TransLink supports West Coast Express expansion

The contract with CP Rail for using the mainline from Mission to Vancouver and operating the trains expires in 2015

TransLink’s top brass supports expansion of West Coast Express service – some day.

“It’s needed,” CEO Ian Jarvis said Wednesday at a chamber of commerce luncheon in Maple Ridge.

If energy costs double or triple, people won’t be able to afford to commute and they’ll be wondering why the service wasn’t provided earlier, he said.

Even if the ridership isn’t at ideal levels, the service could still be expanded beyond the current five rush-hour trains to assure future capacity, added TransLink’s board chair Nancy Olewiler.

TransLink could be criticized for running a service that doesn’t have enough ridership, “but if we don’t get it in now, and we never get it in, we’ll never have the opportunity to have that efficient service.”

“We’ll be relegated to serving people by other means.

“If we don’t build it now, we may never be able to.”

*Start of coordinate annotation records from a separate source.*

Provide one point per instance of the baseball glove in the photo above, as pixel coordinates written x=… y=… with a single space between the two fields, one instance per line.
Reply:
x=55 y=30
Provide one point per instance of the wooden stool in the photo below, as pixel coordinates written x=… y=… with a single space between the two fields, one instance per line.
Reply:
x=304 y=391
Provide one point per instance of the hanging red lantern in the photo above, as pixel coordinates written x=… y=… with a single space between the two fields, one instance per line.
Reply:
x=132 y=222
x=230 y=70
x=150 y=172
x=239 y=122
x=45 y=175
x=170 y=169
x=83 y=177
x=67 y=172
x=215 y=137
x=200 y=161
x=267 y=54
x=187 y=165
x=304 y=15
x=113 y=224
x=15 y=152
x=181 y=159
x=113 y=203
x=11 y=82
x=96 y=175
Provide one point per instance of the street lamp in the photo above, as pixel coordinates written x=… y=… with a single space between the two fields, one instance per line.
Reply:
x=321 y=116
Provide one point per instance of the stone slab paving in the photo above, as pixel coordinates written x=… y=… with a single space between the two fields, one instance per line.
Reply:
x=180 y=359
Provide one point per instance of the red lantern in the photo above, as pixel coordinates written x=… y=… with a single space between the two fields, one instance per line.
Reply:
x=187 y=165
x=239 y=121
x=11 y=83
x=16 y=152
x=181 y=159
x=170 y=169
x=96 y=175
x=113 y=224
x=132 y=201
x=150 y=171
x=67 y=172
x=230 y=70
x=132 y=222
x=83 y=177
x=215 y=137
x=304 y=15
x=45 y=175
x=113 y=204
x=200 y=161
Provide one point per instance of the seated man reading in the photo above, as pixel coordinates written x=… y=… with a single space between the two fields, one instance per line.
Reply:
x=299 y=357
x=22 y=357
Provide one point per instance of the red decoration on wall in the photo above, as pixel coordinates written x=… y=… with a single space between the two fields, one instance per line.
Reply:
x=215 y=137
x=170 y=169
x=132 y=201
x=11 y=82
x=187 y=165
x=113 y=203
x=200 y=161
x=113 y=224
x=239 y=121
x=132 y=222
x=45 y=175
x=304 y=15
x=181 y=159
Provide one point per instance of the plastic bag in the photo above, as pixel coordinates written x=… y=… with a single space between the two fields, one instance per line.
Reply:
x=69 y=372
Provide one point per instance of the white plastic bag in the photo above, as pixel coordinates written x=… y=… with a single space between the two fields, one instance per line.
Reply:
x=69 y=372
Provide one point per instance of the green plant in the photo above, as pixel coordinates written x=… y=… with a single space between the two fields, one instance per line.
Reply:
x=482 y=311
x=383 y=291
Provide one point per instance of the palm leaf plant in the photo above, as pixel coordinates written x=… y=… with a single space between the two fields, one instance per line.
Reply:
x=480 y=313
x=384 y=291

The contract with CP Rail for using the mainline from Mission to Vancouver and operating the trains expires in 2015, so TransLink has started a strategic study of the 16-year-old commuter rail service, including the possible effects on ridership of the Evergreen Line SkyTrain, if that’s built in Coquitlam.

But he wouldn’t say how much money has been allocated for that study.

Jarvis said negotiating with CP Rail is a “delicate process,” but it will be easier with new federal legislation that requires commuter rail to be treated more fairly when allocating track time.

TransLink is on a consulting tour as it seeks approval for its “Moving Forward” supplemental spending plan that will pay for its share of the $1.2-billion Evergreen Line, upgrading of five SkyTrain stations and increasing bus service in Surrey, Richmond, North Vancouver, White Rock and Langley. No improvements are listed for Maple Ridge and Pitt Meadows.

A two-cent-a-litre hike in the gasoline tax next April has tentative approval, while other revenue sources, such as a vehicle levy or property taxes, remain undecided.

Jarvis also said smaller tolls could be levied on the Lions Gate, Ironworkers Memorial bridges and Sea to Sky Highway. “Those are things in terms of road pricing that we’re examining.”

While no decisions have been made tolls on bridges, the topic has greater public acceptance, Olewiler added later.

“The good news is, it’s on the table for discussion. The attitude has changed.”

Meanwhile, the Evergreen Line is awaiting resolution of the funding formula that TransLink will use to pay for its $400-million share of the project. If the mayor’s council approves that, then the provincial government can issue a request for proposals for bids on the project.

Maple Ridge Coun. Cheryl Ashlie asked if washrooms were part of the upgrading of SkyTrain stations.

That’s an issue “we cannot ignore,” and they’re being considered in the station upgrades, but costs for that have to be balanced with the need to spend money on transit services.

He told the Maple Ridge-Pitt Meadows Chamber of Commerce crowd that despite steady growth in Metro Vancouver in the past 10 years, commuting times have grown only slightly, which means the service is coping.

Olewiler noted TransLink use is up by six per cent already this year, compared to 2010, which was “off the charts” because of the Winter Olympics. She said the public is opting for transit as a way to reduce personal budgets.

One of TransLink’s goals is to have half of all commuting trips be by other than by automobile by 2040.

It points out the Expo and Millennium SkyTrain lines are the most efficient and low-cost light rail operations in North America.

However, TransLink infrastructure is also aging. The Expo Line is 25 years old, Jarvis pointed out.

Transit users pay about 52 per cent of transit operating costs, he added.